Both of these futures start from the same point: AI becomes the stage on which all thinking happens. The question is whether human intelligence will still have main character energy, or quietly fade into the background.
Dichotomy 4: Intelligence-full or intelligence-insatiable
A final dichotomy in understanding AI's impact lies in how intelligence-hungry a task or domain truly is. Not all problems are equal in their appetite for cognition.
Intelligence-full
Some tasks are intelligence-full, i.e. they reach a performance ceiling beyond which additional intelligence offers diminishing returns. These are domains where the intelligence need plateaus: once a task is solved at a sufficient level of reliability, accuracy, or speed, more intelligence adds little marginal value. Examples include optical character recognition (digitising handwriting), invoice reconciliation, payroll automation, or compliance analysis. Once the solution is good enough, smarter systems do not offer additional returns. Often, intelligence-full tasks correlate with domains where both the number of distinct problems and the complexity of those problems are finite and stable over time. These tasks are bounded - they do not continuously generate new edge cases, nor do they benefit from increasing levels of cognitive sophistication once a certain threshold is met. E.g. payroll does not need to happen more than once per month per employee, and once handwriting recognition is solved it is solved for good, as handwriting does not grow more complex over time.
Intelligence-insatiable
Other domains are intelligence-insatiable. These are problems where the appetite for intelligence is unbounded and scales with supply. The creative industries offer a clear example: video game design, storytelling, visual art, or advertising. As models become more capable, the bar for what counts as great content rises accordingly. In the 1920s, a silent film could captivate millions; today, audiences expect cinematic universes with multi-layered plots and incredible effects. The same is true for marketing campaigns, digital content, and world-building in games. The more intelligence we have at our disposal, the more novelty, complexity, and personalisation we demand.
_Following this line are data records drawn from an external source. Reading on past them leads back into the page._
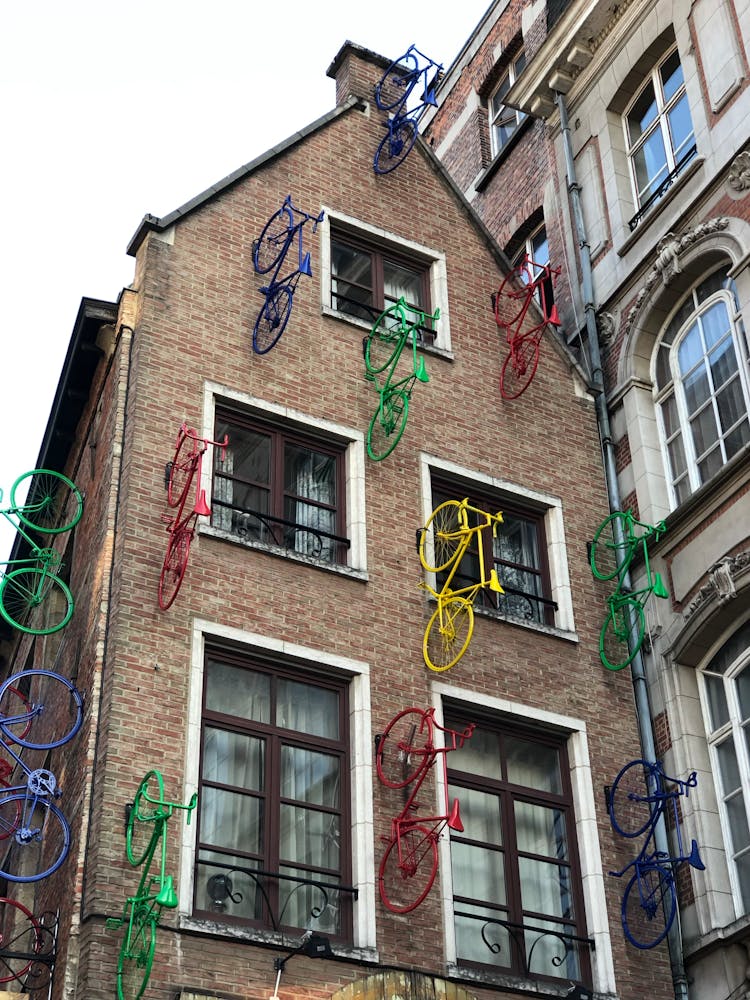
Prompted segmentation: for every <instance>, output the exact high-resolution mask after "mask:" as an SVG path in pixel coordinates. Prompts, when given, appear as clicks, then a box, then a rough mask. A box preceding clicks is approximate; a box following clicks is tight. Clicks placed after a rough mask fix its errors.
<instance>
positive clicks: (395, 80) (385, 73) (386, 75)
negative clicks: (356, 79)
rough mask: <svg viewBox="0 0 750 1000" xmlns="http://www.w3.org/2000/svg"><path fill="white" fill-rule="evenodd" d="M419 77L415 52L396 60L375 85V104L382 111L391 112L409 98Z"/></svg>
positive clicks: (412, 52) (394, 60)
mask: <svg viewBox="0 0 750 1000" xmlns="http://www.w3.org/2000/svg"><path fill="white" fill-rule="evenodd" d="M418 77H419V62H418V61H417V57H416V56H415V55H414V53H413V52H407V53H406V54H405V55H403V56H401V57H400V58H399V59H394V61H393V62H392V63H391V65H390V66H389V67H388V69H387V70H386V71H385V73H383V75H382V77H381V78H380V80H379V81H378V83H377V84H376V85H375V103H376V104H377V106H378V107H379V108H380V110H381V111H390V110H391V108H395V107H396V105H397V104H401V102H402V101H403V100H404V99H405V98H407V97H408V96H409V92H410V91H411V89H412V87H413V86H414V84H415V82H416V80H417V78H418Z"/></svg>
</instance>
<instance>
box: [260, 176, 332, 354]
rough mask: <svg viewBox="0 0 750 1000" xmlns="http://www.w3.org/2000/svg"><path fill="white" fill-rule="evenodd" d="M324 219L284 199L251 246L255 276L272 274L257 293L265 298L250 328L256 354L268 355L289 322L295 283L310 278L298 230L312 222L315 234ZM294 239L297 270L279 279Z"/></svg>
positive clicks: (300, 231)
mask: <svg viewBox="0 0 750 1000" xmlns="http://www.w3.org/2000/svg"><path fill="white" fill-rule="evenodd" d="M324 216H325V212H321V213H320V215H308V214H307V212H302V211H300V209H298V208H295V207H294V205H293V204H292V196H291V195H287V196H286V198H285V199H284V203H283V204H282V206H281V208H280V209H279V210H278V212H274V214H273V215H272V216H271V218H270V219H269V220H268V222H267V223H266V224H265V226H264V227H263V232H262V233H261V234H260V239H258V240H256V241H255V243H253V265H254V266H255V270H256V272H257V273H258V274H267V273H268V272H269V271H271V270H273V275H272V277H271V280H270V282H269V283H268V284H267V285H265V286H264V287H263V288H261V289H260V292H261V294H262V295H265V302H264V303H263V305H262V307H261V310H260V312H259V313H258V318H257V319H256V320H255V326H254V327H253V350H254V351H255V353H256V354H266V353H267V352H268V351H270V350H271V348H272V347H273V346H274V344H276V342H277V341H278V339H279V337H280V336H281V335H282V333H283V332H284V329H285V328H286V325H287V323H288V322H289V316H290V315H291V312H292V302H293V300H294V292H295V290H296V288H297V282H298V281H299V279H300V276H301V275H303V274H306V275H308V277H309V276H311V275H312V267H311V264H310V254H309V252H303V249H302V228H303V226H304V225H305V223H306V222H312V231H313V232H315V230H316V229H317V228H318V226H319V224H320V223H321V222H322V221H323V218H324ZM295 236H296V237H297V266H296V267H294V268H293V269H292V270H290V271H289V272H288V273H287V274H285V275H284V276H283V277H281V278H280V277H279V275H280V273H281V271H282V270H283V267H284V262H285V260H286V256H287V253H288V251H289V248H290V247H291V245H292V243H293V241H294V238H295ZM274 268H275V270H274Z"/></svg>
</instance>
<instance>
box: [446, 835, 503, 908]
mask: <svg viewBox="0 0 750 1000" xmlns="http://www.w3.org/2000/svg"><path fill="white" fill-rule="evenodd" d="M451 871H452V872H453V895H454V896H463V897H464V898H466V897H468V898H469V899H482V900H486V901H487V902H491V903H498V904H504V903H505V902H506V886H505V859H504V856H503V854H502V852H501V851H488V850H487V849H486V848H483V847H476V846H474V845H472V844H460V843H458V842H457V841H455V840H452V841H451ZM457 905H460V904H457Z"/></svg>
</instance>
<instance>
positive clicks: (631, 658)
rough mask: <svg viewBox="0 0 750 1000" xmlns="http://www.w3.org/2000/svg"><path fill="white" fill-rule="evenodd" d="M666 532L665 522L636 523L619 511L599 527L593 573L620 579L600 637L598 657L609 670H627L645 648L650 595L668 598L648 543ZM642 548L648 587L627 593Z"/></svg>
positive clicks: (610, 604) (601, 630)
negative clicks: (635, 657) (628, 572)
mask: <svg viewBox="0 0 750 1000" xmlns="http://www.w3.org/2000/svg"><path fill="white" fill-rule="evenodd" d="M639 528H642V529H643V531H642V532H641V534H637V533H636V531H637V529H639ZM666 530H667V529H666V526H665V524H664V522H663V521H660V522H659V523H658V524H656V525H651V524H644V523H643V522H642V521H636V519H635V518H634V517H633V512H632V511H629V510H628V511H621V510H617V511H615V512H614V513H613V514H610V515H609V517H608V518H606V519H605V520H604V521H603V522H602V523H601V524H600V525H599V527H598V528H597V531H596V534H595V535H594V541H593V542H592V544H591V560H590V561H591V572H592V573H593V574H594V576H595V577H596V579H597V580H613V579H615V577H617V589H616V590H615V592H614V593H613V594H610V596H609V597H608V598H607V617H606V619H605V620H604V625H603V626H602V630H601V633H600V634H599V655H600V657H601V661H602V663H603V664H604V666H605V667H606V668H607V669H608V670H622V669H623V667H627V665H628V664H629V663H631V662H632V661H633V659H634V658H635V655H636V653H637V652H638V651H639V650H640V648H641V646H642V645H643V639H644V636H645V634H646V616H645V614H644V611H643V607H644V605H645V603H646V601H647V600H648V598H649V597H650V595H651V594H654V595H655V596H656V597H669V591H668V590H667V588H666V587H665V586H664V581H663V580H662V578H661V576H660V575H659V574H658V573H652V572H651V564H650V563H649V558H648V543H649V542H652V541H654V542H655V541H658V539H659V538H661V536H662V535H663V534H664V532H665V531H666ZM639 548H642V549H643V562H644V567H645V576H646V585H645V586H644V587H641V588H640V589H638V590H626V589H625V578H626V576H627V574H628V570H629V568H630V564H631V562H632V561H633V557H634V556H635V553H636V551H637V550H638V549H639ZM623 647H624V649H623Z"/></svg>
Intelligence-insatiable domains often correlate with uncapped human desire, where progress can never truly fulfil demand but instead creates new reference points. As Chris Paik has argued, many of the most successful products map to the Bible’s seven deadly sins, revealing the bottomless appetites underpinning the human psyche:
Instagram maps to vanity: people always want to look more beautiful.
Uber to sloth: people always want to move with less effort.
Bitcoin to greed: people always want more wealth.
Tinder to lust: people always want more sexual stimulation.
Uber Eats to gluttony: people always want tastier food.
Twitter to wrath: people always want to argue and feel right.
These are domains where higher intelligence may make the product not just eternally better, but eternally more addictive, because the underlying need is never fully satisfied.
This dichotomy shows that intelligence demand curves differ across domains. In some areas, demand increases linearly with intelligence, such as in the creative fields, or legal reasoning, where better models unlock incremental improvements. In others, the curve is exponential: a threshold is crossed and entirely new capabilities emerge, as in drug discovery or scientific simulation. And in yet others, the curve flattens: tasks are solved once and for all, and additional intelligence no longer moves the needle.
Which future will it be?
So which one will it be? Does AI make human intelligence boring or more important than ever? Will we live in AI utopia or dystopia? Will human touch be positive or negative? Will we face intelligence fullness or become insatiable for more? I’m inclined to give an answer along the lines of “the truth lies somewhere in the middle”. But clarity typically doesn’t start in the middle. It starts at the edges, in naming the extremes so we can navigate between them.